Bara: Kerjasama AS-Kopassus Sangat Dibutuhkan

Bara: Kerjasama AS-Kopassus Sangat Dibutuhkan

- detikNews
Sabtu, 24 Jul 2010 13:53 WIB
Jakarta - Kembali dibukanya kerjasama antara Kopassus-AS sebuah langkah maju setelah dibekukan hampir 20 tahun. Dalam situasi kontemporer dengan segala tantangan geopolitis saat ini, kerjasama tersebut memang sangat dibutuhkan.

Hal tersebut disampaikan Ketua DPP Partai Amanat Nasional (PAN), Bara Hasibuan, dalam perbincangan dengan detikcom, Sabtu (24/7/2010).

"Betul ada masalah HAM yang selama ini mengganjal usaha untuk memperbaiki hubungan antara militer AS dan Kopassus. Tapi berbagai usaha perbaikan telah dilakukan, walaupun tentu saja masih ada kekuarangan dan kelemahan," kata Bara.

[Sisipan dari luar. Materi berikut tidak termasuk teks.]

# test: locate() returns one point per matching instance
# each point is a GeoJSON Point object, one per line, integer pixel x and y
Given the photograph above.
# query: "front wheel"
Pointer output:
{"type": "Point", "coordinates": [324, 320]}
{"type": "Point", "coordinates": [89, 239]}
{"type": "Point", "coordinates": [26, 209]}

SCROLL TO CONTINUE WITH CONTENT

Di sisi lain, lanjut Bara, Pemerintah AS di bawah pimpinan Barack Obama berbeda dengan pemerintahan sebelumnya. Pemerintahan Obama sudah menunjukkan komitmennya bahwa prinsip-prinsip HAM dan demokrasi mendapatkan tempat yang besar dalam kebijakan luar negeri serta pertahanan dengan negara lain. Bantuan berupa training kepada Kopassus nantinya juga akan menekankan pada prinsip-prinsip HAM dan demokrasi.

Menurut Bara, pembukaan kembali hubungan AS-Kopasus ini juga menjadi perdebatan hangat di pemerintahan Obama. Biro HAM dan Demokrasi di State Departement AS diberikan tugas khusus untuk menganalisa aspek HAM dari isu ini. Bahkan Asisten Menteri Luar Negeri AS bidang HAM dan demokrasi, Michael Posner, berkunjung ke Jakarta awal tahun ini.

Kunjungan Posner bukan hanya untuk bertemu dengan beberapa pejabat, namun juga untuk berdiskusi dengan para aktivis mengenai Kopassus. Akhirnya pemerintahan Obama sampai pada kesimpulan bahwa untuk kepentingan strategis mereka perlu membuka hubungan dengan Kopassus

"Untuk kepentingan Indonesia, saat ini dan masa depan, kita membutuhkan Kopassus yang bukan hanya profesional tetapi juga menghargai demokrasi dan HAM. Para perwira yang mendorong reformasi TNI di akhir 90-an seperti SBY, Agus Widjojo dan Agus Wirahadikusumah, pernah bersekolah di AS," ujar Bara.

Diakui Bara, soal impunity adalah hal yang sangat serius dan tidak bisa diabaikan begitu saja. Tapi bahwa sampai sekarang jenderal-jenderal yang bertanggung jawab atas pelanggarahan HAM belum bisa dihukum adalah kegagalan Indonesia.

"Walaupun AS terus mempertahankan kebijakan tidak memberikan bantuan kepada Kopassus, tetap saja para jendral itu tidak mendapatkan ganjaran," tegas Bara.

Ditegaskan Bara, dirinya dulu juga menentang pembukaan kembali hubungan militer Indonesia-AS . Namun lambat laun, hal itu justru lebih merugikan Indonesia. Kondisi itu membuat Indonesia kehilangan kesempatan untuk menciptakan perwira yang berwawasan luas dan menghargai prinsip demorasi dan HAM, Belajar dan mengikuti training di AS juga memberikan kesempatan bagi perwira Indonesia untuk membangun jaringan dengan perwira-perwira dari angkatan bersenjata negara lain. Hal itu merupakan sesuatu yang sangat fundamental di era yang sangat interconnected seperti sekarang ini.

"Para perwira yang aktif sekarang juga tidak ada kaitannya dengan pelanggaran HAM yang dilakukan para senior mereka di masa lalu. Tidak fair kalau mereka mendapatkan dampak hukuman dari kesalahan para senior mereka. Jadi bagi saya ini adalah waktu yang tepat untuk move on, namun tetap tidak melupakan pelanggagaran-pelanggara HAM para perwira di masa lalu. Kita harapkan dengan adanya bantuan ini berbagai kelemahan yang dimiliki Kopassus soal HAM bisa diperbaiki," ujar Bara.